We estimate our capital expenditures based upon our strategic operating and growth plans, which are also dependent upon our ability to produce or otherwise obtain the financing necessary to accomplish our growth objectives. Given sustained natural gas prices and weaker NGL prices for ethane and propane, our Natural Gas business will face challenges over our near-term planning horizon. As such, with our focus to exercise prudent financial management and optimize our capital, we plan to reduce capital investment into the natural gas business in the near term. We will continue to consider opportunities in the natural gas business that will elevate our long-term, fee-based profile or strengthen our existing assets.

The following table sets forth our estimates of capital expenditures we expect to make for system enhancement and core maintenance for the year ending December 31, 2013. Although we anticipate making these expenditures in 2013, these estimates may change due to factors beyond our control, including weather-related issues, construction timing, changes in supplier prices or poor economic conditions, which may adversely affect our ability to access the capital markets. Additionally, our estimates may also change as a result of decisions made at a later date to revise the scope of a project or undertake a particular capital program or an acquisition of assets.
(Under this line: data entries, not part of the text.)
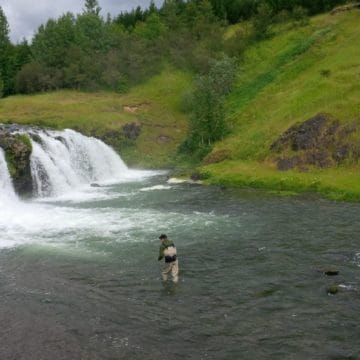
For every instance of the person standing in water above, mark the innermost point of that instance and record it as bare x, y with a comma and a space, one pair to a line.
168, 251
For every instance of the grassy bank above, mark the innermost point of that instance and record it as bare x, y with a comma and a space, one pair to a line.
287, 79
335, 184
154, 106
298, 72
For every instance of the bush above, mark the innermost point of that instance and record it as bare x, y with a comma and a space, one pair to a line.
34, 77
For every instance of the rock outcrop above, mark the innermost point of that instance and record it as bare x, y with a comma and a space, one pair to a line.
319, 142
17, 148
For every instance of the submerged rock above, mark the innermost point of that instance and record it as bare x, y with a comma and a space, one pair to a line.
331, 272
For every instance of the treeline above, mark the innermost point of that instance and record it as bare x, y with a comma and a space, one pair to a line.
86, 51
89, 52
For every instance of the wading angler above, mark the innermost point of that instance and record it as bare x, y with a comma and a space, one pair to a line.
168, 251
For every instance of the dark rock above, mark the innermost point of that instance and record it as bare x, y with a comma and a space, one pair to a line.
320, 142
217, 156
35, 137
331, 272
131, 130
333, 289
17, 148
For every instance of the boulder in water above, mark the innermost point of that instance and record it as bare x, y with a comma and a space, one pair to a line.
332, 290
17, 148
331, 272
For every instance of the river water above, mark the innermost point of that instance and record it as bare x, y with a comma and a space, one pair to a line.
79, 276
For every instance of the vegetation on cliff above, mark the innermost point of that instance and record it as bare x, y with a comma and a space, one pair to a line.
260, 96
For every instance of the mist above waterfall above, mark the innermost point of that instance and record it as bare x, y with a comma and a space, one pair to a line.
64, 164
66, 160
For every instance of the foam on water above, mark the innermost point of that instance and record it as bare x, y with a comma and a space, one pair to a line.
63, 165
7, 193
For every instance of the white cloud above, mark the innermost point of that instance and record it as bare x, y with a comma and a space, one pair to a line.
25, 16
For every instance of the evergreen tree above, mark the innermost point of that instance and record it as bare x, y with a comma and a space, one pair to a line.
92, 7
5, 48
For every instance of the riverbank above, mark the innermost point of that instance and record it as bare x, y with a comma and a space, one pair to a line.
285, 83
145, 125
341, 184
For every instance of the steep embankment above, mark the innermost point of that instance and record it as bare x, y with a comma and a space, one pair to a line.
286, 83
295, 113
144, 126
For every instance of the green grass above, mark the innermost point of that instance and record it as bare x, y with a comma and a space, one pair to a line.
336, 184
288, 79
281, 83
158, 112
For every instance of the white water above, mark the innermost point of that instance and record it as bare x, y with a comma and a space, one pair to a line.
7, 193
63, 166
67, 160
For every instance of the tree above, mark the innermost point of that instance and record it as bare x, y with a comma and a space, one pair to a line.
5, 49
4, 29
208, 122
92, 7
1, 87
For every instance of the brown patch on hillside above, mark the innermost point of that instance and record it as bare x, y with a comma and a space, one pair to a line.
217, 156
345, 8
136, 107
320, 141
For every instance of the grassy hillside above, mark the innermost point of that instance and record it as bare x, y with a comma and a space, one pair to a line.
287, 79
300, 71
153, 106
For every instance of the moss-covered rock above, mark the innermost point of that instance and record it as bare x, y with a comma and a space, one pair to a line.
17, 148
318, 142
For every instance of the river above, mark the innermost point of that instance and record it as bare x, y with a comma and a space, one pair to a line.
79, 276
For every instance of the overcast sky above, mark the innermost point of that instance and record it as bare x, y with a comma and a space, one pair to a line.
25, 16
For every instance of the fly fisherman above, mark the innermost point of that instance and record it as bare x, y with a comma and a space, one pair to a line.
168, 250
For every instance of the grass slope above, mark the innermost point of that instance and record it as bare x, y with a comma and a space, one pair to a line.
289, 78
154, 105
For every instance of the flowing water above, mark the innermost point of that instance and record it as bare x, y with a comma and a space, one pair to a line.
79, 276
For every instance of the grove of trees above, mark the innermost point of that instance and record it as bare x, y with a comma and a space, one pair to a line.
89, 52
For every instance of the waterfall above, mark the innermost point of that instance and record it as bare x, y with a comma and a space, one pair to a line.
62, 161
7, 193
We made capital expenditures of $2.0 billion, including $123.8 million on core maintenance activities, for the year ended December 31, 2012. For the full year ending December 31, 2013, we anticipate our capital expenditures to approximate the following:

 

     Total
Forecasted
Expenditures
 
     (in millions)  

Capital Projects

  

Eastern Access Projects

   $ 1,395  

U.S. Mainline Expansions

                510  

North Dakota Expansion Program

     205  

Line 6B 75-mile Replacement Program

     95  

Liquids Integrity Program

     285  

Ajax Cryogenic Processing Plant

     55  

System Enhancements

     565  

Core Maintenance Activities

     130  

Joint Venture Projects

  

Texas Express Pipeline

     185  
  

 

 

 
     3,425  

Less: Joint Funding by General Partner

     1,145  
  

 

 

 
   $ 2,280  
  

 

 

 

We maintain a comprehensive integrity management program for our pipeline systems, which relies on the latest technologies that include internal pipeline inspection tools. These internal pipeline inspection tools identify internal and external corrosion, dents, cracking, stress corrosion cracking and combinations of these conditions. We regularly assess the integrity of our pipelines utilizing the latest generations of metal loss, caliper and crack detection internal pipeline inspection tools. We also conduct hydrostatic testing to determine the integrity of our pipeline systems. Accordingly, we incur substantial expenditures each year for our integrity management programs.

Under our capitalization policy, expenditures that replace major components of property or extend the useful lives of existing assets are capital in nature, while expenditures to inspect and test our pipelines are usually considered operating expenses. The capital spending components of our programs have increased over time as our pipeline systems age.